The Broader Strategic Picture
India’s fiscal policy on large cash transactions is directional and consistent. The government has been progressively tightening the reporting and taxation framework around high-value cash activity since 2016, and each successive budget has reinforced rather than reversed that direction. The 2% TDS on withdrawals above ₹1 crore is not a punitive measure for compliant, return-filing businesses — the effective cost, after accounting for refunds, is manageable and often zero.
The real message embedded in this provision is structural: the Income Tax Department wants every rupee of cash movement above a threshold to have a corresponding paper trail, a PAN record, and an ITR that reconciles income with spending. Businesses that build their financial operations around that principle — using digital payments wherever viable, maintaining current accounts across multiple banks for genuine operational reasons, filing ITRs without exception, and keeping documentation thorough — will find that TDS under this provision costs them nothing except the discipline of good financial hygiene.

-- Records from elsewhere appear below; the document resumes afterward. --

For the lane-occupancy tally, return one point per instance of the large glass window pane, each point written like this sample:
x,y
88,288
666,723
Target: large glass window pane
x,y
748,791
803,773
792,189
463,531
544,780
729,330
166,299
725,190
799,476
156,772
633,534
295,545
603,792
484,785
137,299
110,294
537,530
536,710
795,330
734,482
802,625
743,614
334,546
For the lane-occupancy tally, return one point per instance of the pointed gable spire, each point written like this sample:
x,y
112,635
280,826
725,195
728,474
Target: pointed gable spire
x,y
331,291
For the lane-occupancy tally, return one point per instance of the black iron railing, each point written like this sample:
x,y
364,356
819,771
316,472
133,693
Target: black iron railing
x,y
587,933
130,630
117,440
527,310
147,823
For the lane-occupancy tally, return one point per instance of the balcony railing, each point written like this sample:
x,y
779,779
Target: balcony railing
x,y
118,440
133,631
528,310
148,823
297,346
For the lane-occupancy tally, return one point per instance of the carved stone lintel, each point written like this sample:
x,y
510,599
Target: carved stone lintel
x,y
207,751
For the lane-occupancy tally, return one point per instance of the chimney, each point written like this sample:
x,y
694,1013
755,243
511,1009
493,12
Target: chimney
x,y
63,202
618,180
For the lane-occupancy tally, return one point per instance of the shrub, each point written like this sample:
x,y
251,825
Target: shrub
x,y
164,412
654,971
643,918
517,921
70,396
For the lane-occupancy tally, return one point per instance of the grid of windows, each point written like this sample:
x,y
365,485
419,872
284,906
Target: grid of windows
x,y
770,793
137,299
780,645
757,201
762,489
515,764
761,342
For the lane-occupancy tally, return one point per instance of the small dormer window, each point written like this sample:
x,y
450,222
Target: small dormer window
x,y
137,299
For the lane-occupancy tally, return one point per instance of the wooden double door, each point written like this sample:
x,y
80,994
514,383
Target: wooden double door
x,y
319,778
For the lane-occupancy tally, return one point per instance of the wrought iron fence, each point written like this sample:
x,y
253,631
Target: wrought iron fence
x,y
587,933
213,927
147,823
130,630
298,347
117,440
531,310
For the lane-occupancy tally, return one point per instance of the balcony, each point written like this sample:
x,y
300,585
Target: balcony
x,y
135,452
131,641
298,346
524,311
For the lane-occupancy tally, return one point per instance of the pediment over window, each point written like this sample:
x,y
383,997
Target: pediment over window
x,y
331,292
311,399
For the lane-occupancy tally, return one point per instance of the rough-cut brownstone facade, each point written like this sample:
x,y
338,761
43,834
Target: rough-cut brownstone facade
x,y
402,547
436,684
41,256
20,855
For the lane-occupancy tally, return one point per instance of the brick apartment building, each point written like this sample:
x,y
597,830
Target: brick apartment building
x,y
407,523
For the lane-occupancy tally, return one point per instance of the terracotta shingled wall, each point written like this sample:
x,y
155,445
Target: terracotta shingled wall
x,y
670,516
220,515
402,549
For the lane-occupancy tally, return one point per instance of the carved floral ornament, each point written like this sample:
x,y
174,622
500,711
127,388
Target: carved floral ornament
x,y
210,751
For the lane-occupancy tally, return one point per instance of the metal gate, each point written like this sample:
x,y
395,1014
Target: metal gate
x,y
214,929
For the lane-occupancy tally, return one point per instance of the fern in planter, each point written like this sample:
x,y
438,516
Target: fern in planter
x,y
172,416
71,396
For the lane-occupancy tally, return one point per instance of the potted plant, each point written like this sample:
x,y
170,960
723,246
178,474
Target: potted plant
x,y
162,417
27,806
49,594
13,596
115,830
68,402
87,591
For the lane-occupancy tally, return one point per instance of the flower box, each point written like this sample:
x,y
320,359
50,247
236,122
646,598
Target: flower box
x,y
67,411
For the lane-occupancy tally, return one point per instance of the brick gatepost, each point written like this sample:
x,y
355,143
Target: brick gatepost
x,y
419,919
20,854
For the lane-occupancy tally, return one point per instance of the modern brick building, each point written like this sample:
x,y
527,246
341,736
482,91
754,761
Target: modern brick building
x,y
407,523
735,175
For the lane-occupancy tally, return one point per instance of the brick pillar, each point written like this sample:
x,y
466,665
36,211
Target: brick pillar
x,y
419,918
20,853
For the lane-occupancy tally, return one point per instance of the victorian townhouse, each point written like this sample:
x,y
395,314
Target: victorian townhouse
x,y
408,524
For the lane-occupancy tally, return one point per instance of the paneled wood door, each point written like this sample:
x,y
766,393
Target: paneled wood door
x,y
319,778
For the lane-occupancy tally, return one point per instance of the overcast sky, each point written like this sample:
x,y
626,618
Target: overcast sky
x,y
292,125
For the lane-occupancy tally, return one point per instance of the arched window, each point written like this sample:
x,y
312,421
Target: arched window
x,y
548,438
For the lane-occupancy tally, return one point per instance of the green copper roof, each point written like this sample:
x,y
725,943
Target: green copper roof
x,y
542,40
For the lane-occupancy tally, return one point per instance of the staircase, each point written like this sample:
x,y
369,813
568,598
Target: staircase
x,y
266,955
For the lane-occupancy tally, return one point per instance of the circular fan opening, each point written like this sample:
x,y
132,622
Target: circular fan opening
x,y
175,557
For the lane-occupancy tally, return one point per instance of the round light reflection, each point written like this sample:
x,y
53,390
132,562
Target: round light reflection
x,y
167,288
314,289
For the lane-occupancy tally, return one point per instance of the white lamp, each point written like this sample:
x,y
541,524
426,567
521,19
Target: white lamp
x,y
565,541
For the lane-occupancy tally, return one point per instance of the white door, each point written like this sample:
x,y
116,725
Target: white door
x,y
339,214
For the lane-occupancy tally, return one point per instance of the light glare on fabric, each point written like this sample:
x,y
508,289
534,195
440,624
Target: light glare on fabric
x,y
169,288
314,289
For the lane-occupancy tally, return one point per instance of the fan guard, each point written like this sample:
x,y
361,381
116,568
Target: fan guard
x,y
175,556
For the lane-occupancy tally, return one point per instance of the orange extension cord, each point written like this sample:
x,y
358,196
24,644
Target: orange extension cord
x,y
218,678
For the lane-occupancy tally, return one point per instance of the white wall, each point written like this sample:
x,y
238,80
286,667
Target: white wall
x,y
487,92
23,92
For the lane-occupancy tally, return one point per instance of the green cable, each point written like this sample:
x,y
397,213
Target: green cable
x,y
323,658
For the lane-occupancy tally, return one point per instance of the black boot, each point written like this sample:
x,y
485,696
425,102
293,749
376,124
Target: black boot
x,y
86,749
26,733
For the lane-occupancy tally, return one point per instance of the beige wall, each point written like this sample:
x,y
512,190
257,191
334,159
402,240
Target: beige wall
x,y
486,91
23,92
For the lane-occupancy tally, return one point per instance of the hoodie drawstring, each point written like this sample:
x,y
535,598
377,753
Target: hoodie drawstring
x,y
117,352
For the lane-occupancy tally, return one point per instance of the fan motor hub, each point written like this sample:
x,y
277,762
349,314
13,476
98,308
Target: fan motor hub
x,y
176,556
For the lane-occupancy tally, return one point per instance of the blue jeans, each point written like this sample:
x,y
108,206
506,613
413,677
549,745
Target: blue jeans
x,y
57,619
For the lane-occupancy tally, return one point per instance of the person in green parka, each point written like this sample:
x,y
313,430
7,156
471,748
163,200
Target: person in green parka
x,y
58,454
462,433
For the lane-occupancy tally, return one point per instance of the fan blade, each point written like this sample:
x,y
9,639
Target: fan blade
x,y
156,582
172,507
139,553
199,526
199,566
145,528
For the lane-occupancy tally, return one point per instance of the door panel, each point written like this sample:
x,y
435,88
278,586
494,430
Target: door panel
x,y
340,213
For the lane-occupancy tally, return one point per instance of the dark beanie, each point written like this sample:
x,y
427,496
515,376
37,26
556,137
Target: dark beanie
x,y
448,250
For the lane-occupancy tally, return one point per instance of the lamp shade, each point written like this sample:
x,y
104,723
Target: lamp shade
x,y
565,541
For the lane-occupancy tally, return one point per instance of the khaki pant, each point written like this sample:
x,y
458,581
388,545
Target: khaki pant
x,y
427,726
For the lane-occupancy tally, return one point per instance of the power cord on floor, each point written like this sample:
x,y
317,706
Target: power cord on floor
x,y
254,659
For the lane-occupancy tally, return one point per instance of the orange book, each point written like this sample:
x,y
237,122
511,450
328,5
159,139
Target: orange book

Cash still accounts for roughly 50% of India’s payment transactions by value, and for a large section of Indian business, physical currency remains operationally unavoidable. The law does not ask those businesses to stop using cash — it asks them to be transparent, consistent, and compliant while they do. In FY 2026–27, the businesses that will feel this provision most acutely are the ones that have not built that transparency into their financial DNA. For everyone else, it is simply a number to plan around.